The Rutledge was the first hotel to design every single bedroom en suite with its own private bathroom. And there were delights such as food service lifts, built-in cupboards in the bedrooms, private meeting rooms with atrium glass ceilings, and gardens designed as outdoor rooms. The hotel also featured a dining room that was said to be the most beautiful in England, with so many chandeliers that the ceiling had required extra reinforcements during construction.

They reached the door of the Hathaways' suite, and Leo knocked gently.

There were a few movements within. The door opened to reveal a young fair-haired maid. The maid's gaze swept over the both of them. "May I help you, sir?" she asked Leo.

"We've come to see Mr. and Mrs. Rohan."

"Beg pardon, sir, but they have just retired for the evening."

The hour was quite late, Win thought, deflated. "We should go our rooms and let them rest," she told Leo. "We'll come back in the morning."

Leo stared at the housemaid with a slight smile, and asked in a soft, low voice, "What is your name, child?"

Her brown eyes widened, and a blush crept up her cheeks. "Abigail, sir."

"Abigail," he repeated. "Tell Mrs. Rohan that her sister is here and wishes to see her."

"Yes, sir." The maid giggled and left them at the door.

Win gave her brother a wry glance as he helped to remove her cloak. "Your way with women never fails to astonish me."

"Most women have a tragic attraction to rakes," he said regretfully. "I really shouldn't use it against them."

Someone came into the receiving room. He saw Amelia's familiar form, clad in a blue dressing robe, accompanied by Cam Rohan, who was handsomely disheveled in an open-necked shirt and trousers.

Her blue eyes as round as saucers, Amelia stopped at the sight of her brother and sister. A white hand fluttered to Amelia's throat. "Is it really you?" she asked unsteadily.

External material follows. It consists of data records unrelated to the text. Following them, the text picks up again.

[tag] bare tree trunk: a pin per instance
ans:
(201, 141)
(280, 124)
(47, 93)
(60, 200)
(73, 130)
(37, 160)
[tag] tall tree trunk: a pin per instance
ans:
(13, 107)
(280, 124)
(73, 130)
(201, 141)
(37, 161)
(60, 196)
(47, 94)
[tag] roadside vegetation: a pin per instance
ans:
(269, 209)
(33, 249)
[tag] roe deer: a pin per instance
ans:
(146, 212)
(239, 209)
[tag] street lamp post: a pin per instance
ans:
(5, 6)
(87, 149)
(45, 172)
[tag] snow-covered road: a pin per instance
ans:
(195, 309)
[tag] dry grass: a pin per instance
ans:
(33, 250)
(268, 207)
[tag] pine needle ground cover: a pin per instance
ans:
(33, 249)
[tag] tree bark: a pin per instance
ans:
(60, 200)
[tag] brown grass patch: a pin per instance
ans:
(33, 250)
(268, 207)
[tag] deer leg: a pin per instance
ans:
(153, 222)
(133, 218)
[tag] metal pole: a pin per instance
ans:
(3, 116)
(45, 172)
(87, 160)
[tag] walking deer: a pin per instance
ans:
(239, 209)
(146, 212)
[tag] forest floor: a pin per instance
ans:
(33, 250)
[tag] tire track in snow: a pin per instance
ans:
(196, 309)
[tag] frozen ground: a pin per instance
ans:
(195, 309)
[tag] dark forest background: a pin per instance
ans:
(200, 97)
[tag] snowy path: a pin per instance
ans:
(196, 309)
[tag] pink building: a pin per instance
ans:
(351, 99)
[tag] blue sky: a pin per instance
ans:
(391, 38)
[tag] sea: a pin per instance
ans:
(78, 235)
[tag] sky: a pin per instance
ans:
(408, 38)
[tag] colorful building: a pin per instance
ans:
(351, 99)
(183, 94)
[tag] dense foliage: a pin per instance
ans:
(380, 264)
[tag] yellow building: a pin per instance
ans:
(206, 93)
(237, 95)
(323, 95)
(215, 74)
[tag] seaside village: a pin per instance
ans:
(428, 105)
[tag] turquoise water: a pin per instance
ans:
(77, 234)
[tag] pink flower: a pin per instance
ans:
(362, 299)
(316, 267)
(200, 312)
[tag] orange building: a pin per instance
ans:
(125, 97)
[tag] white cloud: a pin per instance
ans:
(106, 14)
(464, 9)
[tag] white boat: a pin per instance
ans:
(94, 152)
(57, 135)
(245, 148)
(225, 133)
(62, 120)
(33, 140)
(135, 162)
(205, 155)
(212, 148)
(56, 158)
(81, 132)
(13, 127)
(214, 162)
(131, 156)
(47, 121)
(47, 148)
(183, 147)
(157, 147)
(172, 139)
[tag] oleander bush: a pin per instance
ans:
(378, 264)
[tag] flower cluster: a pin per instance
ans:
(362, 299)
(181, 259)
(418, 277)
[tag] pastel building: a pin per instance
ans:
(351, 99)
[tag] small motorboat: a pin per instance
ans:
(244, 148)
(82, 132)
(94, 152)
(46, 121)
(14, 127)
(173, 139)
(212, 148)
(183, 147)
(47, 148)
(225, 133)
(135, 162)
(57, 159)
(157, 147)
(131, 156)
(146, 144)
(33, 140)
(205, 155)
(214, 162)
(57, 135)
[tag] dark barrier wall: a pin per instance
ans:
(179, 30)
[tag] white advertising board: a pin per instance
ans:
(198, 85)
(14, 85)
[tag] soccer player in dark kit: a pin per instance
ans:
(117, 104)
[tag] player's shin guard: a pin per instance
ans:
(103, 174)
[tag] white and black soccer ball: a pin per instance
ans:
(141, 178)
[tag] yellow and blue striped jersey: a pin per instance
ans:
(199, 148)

Win tried to smile, but it was impossible when her lips were trembling with emotion. She tried to imagine how she must appear to Amelia, who had seen her last as a frail invalid. "I'm home," she said, a slight break in her voice.

"Oh, Win! I dreamed-I so hoped-" Amelia stopped and rushed forward, and their arms went around each other, fast and tight.

Win closed her eyes and sighed, feeling that at last she had come home. My sister. She basked in the soft comfort of Amelia's arms.